We live in the plastic age. The global production of plastic is now over 400 million tonnes every year. This is expected to double in the next 20 years and by 2050 it is forecast that there will be more plastic in the sea than fish. It is estimated that 79% of all plastic ever produced remains in the soil or marine environments as a legacy for the future.
In the UK retailers use approx. 1 million tonnes of plasticeach year to pack their groceries. Of this it is estimated that 9% will end in landfill, 22% will be incinerated (providing energy but also generating damaging emissions), 9% recycled and 60% exported (this includes what is exported to European incinerators to be burnt as refuse derived fuel).
Plastic waste is of increasing concern and there are many initiatives being introduced to encourage us to be more sustainable in managing our waste. These include the 4Rs, Remove, Reduce, Reuse and Recycle. The Government has legislated to ban sale of certain plastic items such as straws, cotton buds and stirrers, and they plan a tax on plastic packaging that has less than 30% recycled material. Everyday there are articles in the media on how plastic waste might be controlled and managed in the future.
A single approach will not address this huge and extremely complex issue. Since the 1960s plastic has been a wonder material to help packaging perform in terms of protection, presentation and increasing shelf life / reducing food waste. Finding and introducing alternatives and/or changing customer behaviour in how they dispose of their packaging is not a quick or easy process. Furthermore, if you consider the issue on a global basis only 25% of the world has any structured waste management.
This is the view of a family-owned sausage producer in Devon. Westaway Sausages has won many awards including UK Packaging Innovation of the Year in 2020and their unique packs are the first certified compostable packs for meat products. Their packaging is functional –it looks good and keeps the product fresh. Yet leaves no legacy for the future. Westaways have reduced their use of plastic by 90% already and planning to reduce this further.
Charles Baughan Managing Director says. “We know that not all packaging ends up where it should, we want to change all our packaging materials to ensure that they leave no lasting impact.”
Westaways new sausage packs use a sustainably sourced card tray rather than plastic which is wrapped in a futuristic compostable polymer developed by German chemists. They are the first company in the UK to use this film, and the first in the world to use it for meat products.
Confusing terms such as bio-based, bio-degradable, eco-friendly, and sustainable are often used to describe and to categorise packaging into types and into different waste streams. These terms need explanation or evidence to support them.
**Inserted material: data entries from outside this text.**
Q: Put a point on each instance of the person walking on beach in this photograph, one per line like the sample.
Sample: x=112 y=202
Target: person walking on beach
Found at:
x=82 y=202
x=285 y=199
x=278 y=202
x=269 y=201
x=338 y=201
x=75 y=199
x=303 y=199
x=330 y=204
A standard that is gaining international recognition is EN 13432. This certification defines the criteria that need to be met to declare that packaging can be composted. The criteria include:
• Disintegration – the method, the time taken and extent of disintegration.
• Biodegradability – a chemical measure of the actual metabolic, microbial conversion, under composting conditions into water, carbon dioxide and new cell biomass.
• Absence of any negative effect on the composting process.
• No adverse effect of the quality of compost produced.
Westaways chose EN 13432 to underpin their innovation. Furthermore, they wanted their packaging to meet this standard for both Home and Industrial composting.
Westaways needed proof that their packaging really did disintegrate completely leaving no residues other than valuable compost. There is a saying “In theory there is no difference between theory and practice. In practice there is.”
Westaways needed to see what happened in practice in their own domestic scale compost heap.
The communities in Devon and Cornwall that are served by Westaways are largely rural and have a strong affiliation with gardening, agriculture, and the countryside. There is an understanding of the benefits of composting and of regenerative schemes. Composting is to an extent in their nature.
is an art and something that can give immense satisfaction. The secret of perfect compost is a combination of air and water, the correct materials and keeping the heat in. The correct materials are often termed as Green and Brown waste. Green waste includes grass clippings, vegetable, and fruit peelings, faded flowers and fleshy stems. Brown waste includes fallen leaves, dry stems, dry grass, and straw.
The card and polymer that Westaways use are ideal to use as the brown waste. The card rots quickly, and the ilm is broken down by the enzymes secreted by microbes in the compost.
In tests Westaways conducted in May 2020 the Westaway Sausages packaging completely disintegrated in under 60 days. The EN 13432 accreditation in place gave further assurance that there were no harmful residues or micro plastics. This packaging is now repurposed as valuable compost in their garden.
Charles explains “We have shown what a small company can do, we would challenge other manufacturers to develop similar initiatives. We intend to work with Plastic Free Communities and local recycling initiatives to share good practice and promote the use of composting.
We are keen to collaborate with our customers, our suppliers and even our competitors to share this innovation. We know that there is no single solution to the legacy of plastic waste, but we know the time to act is now.
We are seeking a bigger stage to scale up our project and create more awareness of what we have achieved, so our initiative becomes mainstream across the grocery sector in the UK.”